As inauguration day approaches, people who live on the streets of the nation's capital wait, watch and worry about the risk of social and healthcare cuts.

Millions of other Americans rely on social welfare to survive, but the homeless are particularly vulnerable.
Millions of other Americans rely on social welfare to survive, but the homeless are particularly vulnerable.

WASHINGTON DC Washington DC may have become a boomtown over the last two decades, but the city's homeless are always present.

On January 20, the real-estate mogul Donald Trump, a president-elect who has packed his cabinet with people "who have made a fortune," will take office, occupying the White House just blocks away from people who try to survive outside on pennies a day.
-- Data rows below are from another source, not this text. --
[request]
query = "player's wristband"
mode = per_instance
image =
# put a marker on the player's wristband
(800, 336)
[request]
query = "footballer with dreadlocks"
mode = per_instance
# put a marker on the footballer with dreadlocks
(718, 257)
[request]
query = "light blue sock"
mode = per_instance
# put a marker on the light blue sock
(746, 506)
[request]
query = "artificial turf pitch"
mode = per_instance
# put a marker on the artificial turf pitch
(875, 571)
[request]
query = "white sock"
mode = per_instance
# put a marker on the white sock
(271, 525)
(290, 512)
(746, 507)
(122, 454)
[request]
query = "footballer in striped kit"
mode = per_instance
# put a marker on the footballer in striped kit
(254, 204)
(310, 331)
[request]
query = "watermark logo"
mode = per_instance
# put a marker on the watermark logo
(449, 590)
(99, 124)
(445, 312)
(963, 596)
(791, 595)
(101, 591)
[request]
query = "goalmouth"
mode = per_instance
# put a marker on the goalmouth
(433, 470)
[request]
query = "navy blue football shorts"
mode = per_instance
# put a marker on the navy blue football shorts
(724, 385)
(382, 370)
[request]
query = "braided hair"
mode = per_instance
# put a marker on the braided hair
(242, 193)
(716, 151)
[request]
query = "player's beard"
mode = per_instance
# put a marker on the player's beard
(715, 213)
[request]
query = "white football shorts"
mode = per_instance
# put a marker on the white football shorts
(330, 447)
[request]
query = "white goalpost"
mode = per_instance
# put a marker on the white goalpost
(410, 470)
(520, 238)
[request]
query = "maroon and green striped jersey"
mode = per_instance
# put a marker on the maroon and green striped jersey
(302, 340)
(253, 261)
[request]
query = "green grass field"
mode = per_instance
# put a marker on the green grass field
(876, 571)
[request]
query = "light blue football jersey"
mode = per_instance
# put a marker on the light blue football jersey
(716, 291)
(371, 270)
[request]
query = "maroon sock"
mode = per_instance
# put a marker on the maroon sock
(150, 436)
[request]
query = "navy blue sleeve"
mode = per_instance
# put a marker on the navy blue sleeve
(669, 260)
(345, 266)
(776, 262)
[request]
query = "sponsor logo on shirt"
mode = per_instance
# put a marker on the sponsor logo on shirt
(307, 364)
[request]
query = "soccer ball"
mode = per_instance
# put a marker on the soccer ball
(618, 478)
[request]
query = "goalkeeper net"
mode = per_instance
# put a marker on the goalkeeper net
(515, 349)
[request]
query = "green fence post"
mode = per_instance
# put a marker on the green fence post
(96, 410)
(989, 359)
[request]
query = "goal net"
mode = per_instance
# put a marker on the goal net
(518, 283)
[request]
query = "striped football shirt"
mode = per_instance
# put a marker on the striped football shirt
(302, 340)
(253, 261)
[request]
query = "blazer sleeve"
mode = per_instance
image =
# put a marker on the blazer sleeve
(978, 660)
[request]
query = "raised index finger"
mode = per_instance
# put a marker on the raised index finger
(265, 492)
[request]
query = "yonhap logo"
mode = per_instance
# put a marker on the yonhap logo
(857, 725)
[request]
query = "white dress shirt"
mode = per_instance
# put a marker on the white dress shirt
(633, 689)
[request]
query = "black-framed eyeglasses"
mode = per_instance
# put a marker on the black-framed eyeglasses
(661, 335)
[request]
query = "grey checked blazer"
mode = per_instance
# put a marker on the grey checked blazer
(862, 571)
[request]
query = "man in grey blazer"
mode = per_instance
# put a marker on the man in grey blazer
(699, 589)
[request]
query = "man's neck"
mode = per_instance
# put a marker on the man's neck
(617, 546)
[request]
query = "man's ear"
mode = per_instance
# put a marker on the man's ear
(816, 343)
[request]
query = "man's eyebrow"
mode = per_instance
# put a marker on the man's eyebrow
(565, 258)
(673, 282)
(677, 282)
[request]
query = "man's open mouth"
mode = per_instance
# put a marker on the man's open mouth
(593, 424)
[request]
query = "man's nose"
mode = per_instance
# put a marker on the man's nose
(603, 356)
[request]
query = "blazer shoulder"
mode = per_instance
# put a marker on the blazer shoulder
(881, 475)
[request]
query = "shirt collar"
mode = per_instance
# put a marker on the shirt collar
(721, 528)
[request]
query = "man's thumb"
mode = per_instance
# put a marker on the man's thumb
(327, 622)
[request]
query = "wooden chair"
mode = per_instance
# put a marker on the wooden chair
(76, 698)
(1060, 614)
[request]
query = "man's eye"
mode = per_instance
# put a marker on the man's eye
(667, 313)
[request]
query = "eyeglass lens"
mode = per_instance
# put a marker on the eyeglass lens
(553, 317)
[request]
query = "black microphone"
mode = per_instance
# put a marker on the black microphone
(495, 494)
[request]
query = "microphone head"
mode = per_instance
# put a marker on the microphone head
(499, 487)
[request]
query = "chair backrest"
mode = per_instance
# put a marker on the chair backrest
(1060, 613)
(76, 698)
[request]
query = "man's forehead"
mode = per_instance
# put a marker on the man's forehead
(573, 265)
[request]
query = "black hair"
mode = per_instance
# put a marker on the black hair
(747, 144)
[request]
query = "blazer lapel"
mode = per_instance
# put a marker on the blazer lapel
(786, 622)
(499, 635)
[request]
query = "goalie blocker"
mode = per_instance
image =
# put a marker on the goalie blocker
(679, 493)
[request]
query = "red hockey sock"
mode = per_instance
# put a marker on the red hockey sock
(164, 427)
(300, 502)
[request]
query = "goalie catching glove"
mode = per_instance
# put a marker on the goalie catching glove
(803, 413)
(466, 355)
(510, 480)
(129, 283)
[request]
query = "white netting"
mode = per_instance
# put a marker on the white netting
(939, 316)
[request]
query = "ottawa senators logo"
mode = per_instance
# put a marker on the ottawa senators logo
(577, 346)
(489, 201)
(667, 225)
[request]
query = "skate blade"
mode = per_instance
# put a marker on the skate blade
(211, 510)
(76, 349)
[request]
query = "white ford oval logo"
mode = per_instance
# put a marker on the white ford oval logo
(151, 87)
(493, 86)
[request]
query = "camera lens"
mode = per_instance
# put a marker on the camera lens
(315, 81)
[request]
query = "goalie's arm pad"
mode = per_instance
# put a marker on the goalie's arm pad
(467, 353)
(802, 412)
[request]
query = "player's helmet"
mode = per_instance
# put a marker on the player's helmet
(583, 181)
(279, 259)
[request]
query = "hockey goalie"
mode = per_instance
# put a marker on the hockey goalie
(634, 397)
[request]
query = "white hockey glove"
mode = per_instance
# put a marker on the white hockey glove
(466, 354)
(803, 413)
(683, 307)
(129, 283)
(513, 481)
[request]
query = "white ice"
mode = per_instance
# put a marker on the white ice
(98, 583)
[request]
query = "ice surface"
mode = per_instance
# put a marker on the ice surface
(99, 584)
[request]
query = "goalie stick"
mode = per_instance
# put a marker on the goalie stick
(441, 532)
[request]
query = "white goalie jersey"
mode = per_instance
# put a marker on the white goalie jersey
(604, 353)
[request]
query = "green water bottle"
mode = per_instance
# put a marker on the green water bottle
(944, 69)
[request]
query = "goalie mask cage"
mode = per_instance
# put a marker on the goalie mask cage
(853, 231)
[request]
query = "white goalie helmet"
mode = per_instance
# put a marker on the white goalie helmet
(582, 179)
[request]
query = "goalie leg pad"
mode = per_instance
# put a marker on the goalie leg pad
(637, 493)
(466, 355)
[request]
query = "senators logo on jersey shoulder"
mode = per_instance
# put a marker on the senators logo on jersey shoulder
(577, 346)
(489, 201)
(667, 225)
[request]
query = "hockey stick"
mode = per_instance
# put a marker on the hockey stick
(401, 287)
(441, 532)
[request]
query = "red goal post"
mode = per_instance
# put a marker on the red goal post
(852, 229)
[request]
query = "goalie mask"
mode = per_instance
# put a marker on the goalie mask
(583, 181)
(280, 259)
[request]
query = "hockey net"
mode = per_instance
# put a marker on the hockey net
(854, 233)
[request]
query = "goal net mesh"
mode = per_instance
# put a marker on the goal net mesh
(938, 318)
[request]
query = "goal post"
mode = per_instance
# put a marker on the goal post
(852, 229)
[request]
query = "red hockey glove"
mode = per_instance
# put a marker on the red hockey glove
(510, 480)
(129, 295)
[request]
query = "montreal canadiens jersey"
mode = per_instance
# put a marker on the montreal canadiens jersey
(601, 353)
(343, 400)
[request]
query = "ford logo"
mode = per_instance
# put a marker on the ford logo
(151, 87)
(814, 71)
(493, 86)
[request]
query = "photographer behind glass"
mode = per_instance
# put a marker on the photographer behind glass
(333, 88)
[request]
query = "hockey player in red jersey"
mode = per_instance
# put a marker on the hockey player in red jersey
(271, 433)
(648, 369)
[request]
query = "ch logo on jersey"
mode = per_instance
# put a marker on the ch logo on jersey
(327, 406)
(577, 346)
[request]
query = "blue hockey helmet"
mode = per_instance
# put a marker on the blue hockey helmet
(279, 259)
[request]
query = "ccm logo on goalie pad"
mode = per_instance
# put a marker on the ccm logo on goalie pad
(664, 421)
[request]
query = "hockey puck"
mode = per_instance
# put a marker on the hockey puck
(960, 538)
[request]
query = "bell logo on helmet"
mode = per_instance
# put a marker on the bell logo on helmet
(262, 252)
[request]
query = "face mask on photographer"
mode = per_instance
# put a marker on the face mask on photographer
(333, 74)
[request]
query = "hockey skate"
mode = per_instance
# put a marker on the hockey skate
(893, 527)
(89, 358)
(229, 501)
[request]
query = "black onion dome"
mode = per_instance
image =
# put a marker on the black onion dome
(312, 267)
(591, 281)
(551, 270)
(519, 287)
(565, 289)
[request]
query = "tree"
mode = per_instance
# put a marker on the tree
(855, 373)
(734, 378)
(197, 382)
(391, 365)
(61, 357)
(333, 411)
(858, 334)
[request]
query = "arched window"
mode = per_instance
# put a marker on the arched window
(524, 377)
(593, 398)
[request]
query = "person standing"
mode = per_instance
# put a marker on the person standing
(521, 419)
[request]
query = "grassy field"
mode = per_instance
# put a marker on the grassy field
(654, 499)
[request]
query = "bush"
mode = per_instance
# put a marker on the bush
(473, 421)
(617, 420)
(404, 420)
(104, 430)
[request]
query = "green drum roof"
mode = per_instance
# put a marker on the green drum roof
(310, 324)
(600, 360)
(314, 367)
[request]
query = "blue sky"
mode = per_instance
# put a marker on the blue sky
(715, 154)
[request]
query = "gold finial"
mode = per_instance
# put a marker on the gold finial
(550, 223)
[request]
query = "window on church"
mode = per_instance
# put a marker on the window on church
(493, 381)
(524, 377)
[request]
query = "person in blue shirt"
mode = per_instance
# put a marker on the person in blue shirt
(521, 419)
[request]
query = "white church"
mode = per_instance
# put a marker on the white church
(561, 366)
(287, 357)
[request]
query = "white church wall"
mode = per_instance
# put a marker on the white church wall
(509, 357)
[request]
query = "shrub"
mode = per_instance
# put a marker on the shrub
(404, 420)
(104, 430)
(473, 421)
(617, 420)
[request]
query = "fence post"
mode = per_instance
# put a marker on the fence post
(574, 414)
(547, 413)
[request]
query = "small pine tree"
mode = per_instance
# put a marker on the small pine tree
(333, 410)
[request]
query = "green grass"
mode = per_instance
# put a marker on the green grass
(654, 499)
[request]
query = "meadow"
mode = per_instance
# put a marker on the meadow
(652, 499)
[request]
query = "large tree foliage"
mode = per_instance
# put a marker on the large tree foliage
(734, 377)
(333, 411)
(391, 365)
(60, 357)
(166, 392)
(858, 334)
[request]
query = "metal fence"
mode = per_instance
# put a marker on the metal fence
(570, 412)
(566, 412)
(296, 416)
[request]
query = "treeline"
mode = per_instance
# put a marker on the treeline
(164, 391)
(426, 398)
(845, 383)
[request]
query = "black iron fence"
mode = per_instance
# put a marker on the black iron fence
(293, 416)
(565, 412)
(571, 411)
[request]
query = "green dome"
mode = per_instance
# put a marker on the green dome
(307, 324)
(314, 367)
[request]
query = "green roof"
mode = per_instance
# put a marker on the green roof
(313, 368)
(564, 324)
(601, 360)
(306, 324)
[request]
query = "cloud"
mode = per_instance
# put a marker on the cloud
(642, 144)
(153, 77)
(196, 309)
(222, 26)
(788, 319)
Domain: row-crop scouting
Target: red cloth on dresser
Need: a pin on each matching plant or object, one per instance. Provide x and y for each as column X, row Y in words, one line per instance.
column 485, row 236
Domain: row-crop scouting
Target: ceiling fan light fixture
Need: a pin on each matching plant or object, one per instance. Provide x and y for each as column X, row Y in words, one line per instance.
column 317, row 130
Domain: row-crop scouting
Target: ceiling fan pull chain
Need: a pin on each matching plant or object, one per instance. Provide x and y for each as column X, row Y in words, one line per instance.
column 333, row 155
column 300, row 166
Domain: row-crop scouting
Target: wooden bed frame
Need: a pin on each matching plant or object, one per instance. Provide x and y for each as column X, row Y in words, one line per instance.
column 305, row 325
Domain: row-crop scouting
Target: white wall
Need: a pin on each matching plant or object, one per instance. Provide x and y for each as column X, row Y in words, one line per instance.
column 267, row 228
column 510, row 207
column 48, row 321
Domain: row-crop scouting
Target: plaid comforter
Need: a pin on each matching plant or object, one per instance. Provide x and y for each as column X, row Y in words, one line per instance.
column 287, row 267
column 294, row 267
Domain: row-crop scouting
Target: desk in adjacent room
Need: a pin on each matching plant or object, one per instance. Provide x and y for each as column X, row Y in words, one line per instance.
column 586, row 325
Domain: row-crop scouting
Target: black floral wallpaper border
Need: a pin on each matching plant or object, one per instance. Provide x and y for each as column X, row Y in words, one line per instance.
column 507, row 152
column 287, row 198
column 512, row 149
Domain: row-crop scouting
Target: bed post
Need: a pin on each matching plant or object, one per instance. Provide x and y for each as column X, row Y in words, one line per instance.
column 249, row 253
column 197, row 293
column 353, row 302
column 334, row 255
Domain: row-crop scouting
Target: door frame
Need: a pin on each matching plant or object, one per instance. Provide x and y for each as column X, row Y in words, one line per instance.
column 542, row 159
Some approach his presidency with resignation, hoping for the best; others view it with open fear.

"I'm scared to death," Bernadette Gamble, 59, told TRT World. "It looks like he's about rich people, wealthy people. I don't think he's going to help us. I don't think he's going to help the homeless or the poor. I'm worried things will get worse. He's all about money, and we don't have any."

"I don't like the smirk he has on his face. He thinks he's better than everybody else," she added.

Michael, 37, who didn't want to give his last name, echoed Gamble's view.

"Donald Trump shouldn't be president," he said. "People are going to get so desperate. It's going to start a riot."

For the homeless in DC worried by Trump's rise to power, potential cuts to medical and housing benefits concern them the most. Housing assistance and transitional housing programmes matter to the homeless because many remain on long waitlists for placement in affordable housing. One bedroom apartments in DC usually rent for about $2,000 a month.

"What would you tell Trump if you could?" TRT World 's reporter asked them.

For many of the homeless in Washington DC, potential cuts to medical and housing assistance pose a serious concern. (Wilson Dizard for TRT World)
For many of the homeless in Washington DC, potential cuts to medical and housing assistance pose a serious concern. (Wilson Dizard for TRT World)

"Don't forget the 99 percent," said David Young, 44, referring to a term used in recent years by Occupy Wall Street activists and left-wing politicians like Bernie Sanders to mean everyone but the wealthiest one percent of the population in an age of rising inequality.

"I'm worried about Trump closing shelters," Young said.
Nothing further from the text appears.